When you rent, you are paying your landlord’s mortgage and building equity for him or her. When you pay your own mortgage, you are the beneficiary of increasing equity and eventual outright ownership. As an owner, your payments will one day come to an end, whereas rent payments are forever.
But how do the costs and benefits compare in just the first five years? A rent payment of $1,500 costs you about $90,000 over 5 years. A similar mortgage payment (*assuming average market conditions) enables you to buy a home at a sales price of approximately $250,000 with a down payment of $12,500. At the end of 5 years, your principal loan has been reduced by $21,505. During this time, you also benefited from ongoing appreciation and your home is now worth $312,500. As a homeowner, you are now ahead a net total of $28,495, rather than having spent $90,000 in rent.
*This scenario assumes an interest rate of less than 6% on a 30-year mortgage and 5% yearly home appreciation.
Homeownership is a Good Hedge Against Inflation
While it’s true that some homes appreciate faster than others and some years are better than others, real estate has always been known to keep pace with inflation in the long run. In fact, appreciation rates are usually well ahead of inflation rates, so buying a home is good protection. In general, a home will double in value on average every 7-10 years.
Ownership Offers Tax Advantages
In addition to building equity and benefiting from the reliable appreciation of your home, homeowners also receive tax advantages. Your mortgage interest and real estate taxes are all tax-deductible, which can significantly reduce your effective monthly payment.
Owning a Home Gives You Freedom
When you own your own home, it’s YOURS. You can make improvements or changes knowing they will improve your home’s resale value and put money into YOUR pocket.

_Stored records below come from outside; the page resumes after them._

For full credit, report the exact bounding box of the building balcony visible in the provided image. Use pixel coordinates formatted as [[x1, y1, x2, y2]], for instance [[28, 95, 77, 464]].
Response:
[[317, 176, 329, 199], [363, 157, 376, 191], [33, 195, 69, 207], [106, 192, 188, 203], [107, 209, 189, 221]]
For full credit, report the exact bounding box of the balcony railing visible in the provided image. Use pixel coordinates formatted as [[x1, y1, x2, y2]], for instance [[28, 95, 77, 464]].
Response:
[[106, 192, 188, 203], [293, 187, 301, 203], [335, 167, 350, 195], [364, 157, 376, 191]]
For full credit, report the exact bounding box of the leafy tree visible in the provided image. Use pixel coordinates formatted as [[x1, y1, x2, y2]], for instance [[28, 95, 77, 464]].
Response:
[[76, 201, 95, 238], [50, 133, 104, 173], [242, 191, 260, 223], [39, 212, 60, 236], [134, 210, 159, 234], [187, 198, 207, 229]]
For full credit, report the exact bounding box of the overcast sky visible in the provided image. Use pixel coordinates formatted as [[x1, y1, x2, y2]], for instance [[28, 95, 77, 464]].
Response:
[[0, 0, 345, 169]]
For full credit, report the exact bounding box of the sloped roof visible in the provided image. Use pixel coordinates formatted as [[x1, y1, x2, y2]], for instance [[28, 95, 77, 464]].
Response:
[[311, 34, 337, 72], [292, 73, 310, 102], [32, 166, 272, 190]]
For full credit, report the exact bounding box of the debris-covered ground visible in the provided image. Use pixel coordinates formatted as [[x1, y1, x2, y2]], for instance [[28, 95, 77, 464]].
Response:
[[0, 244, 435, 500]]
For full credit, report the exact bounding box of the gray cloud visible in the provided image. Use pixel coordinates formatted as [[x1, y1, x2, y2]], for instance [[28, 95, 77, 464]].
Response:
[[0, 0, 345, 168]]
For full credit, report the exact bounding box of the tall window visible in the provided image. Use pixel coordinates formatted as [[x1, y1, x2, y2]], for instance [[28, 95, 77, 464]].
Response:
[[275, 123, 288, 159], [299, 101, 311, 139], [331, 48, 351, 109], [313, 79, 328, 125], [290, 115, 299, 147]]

When SHOULD you Rent, and Not Buy?
If you’re planning to sell, upgrade, or move within the next 5 years, renting may make more sense for you. Selling costs typically average about 8% of the sale price. Therefore, if your home hasn’t appreciated at least that amount, you could lose money by selling within the first 5 years. You also need to consider the amount you’ll pay toward the principal loan in the initial years of homeownership. Since mortgages are structured so that you pay much more interest in the first few years, it typically takes owners 5 years before enough progress is made on the principal loan to make ownership a better deal than renting.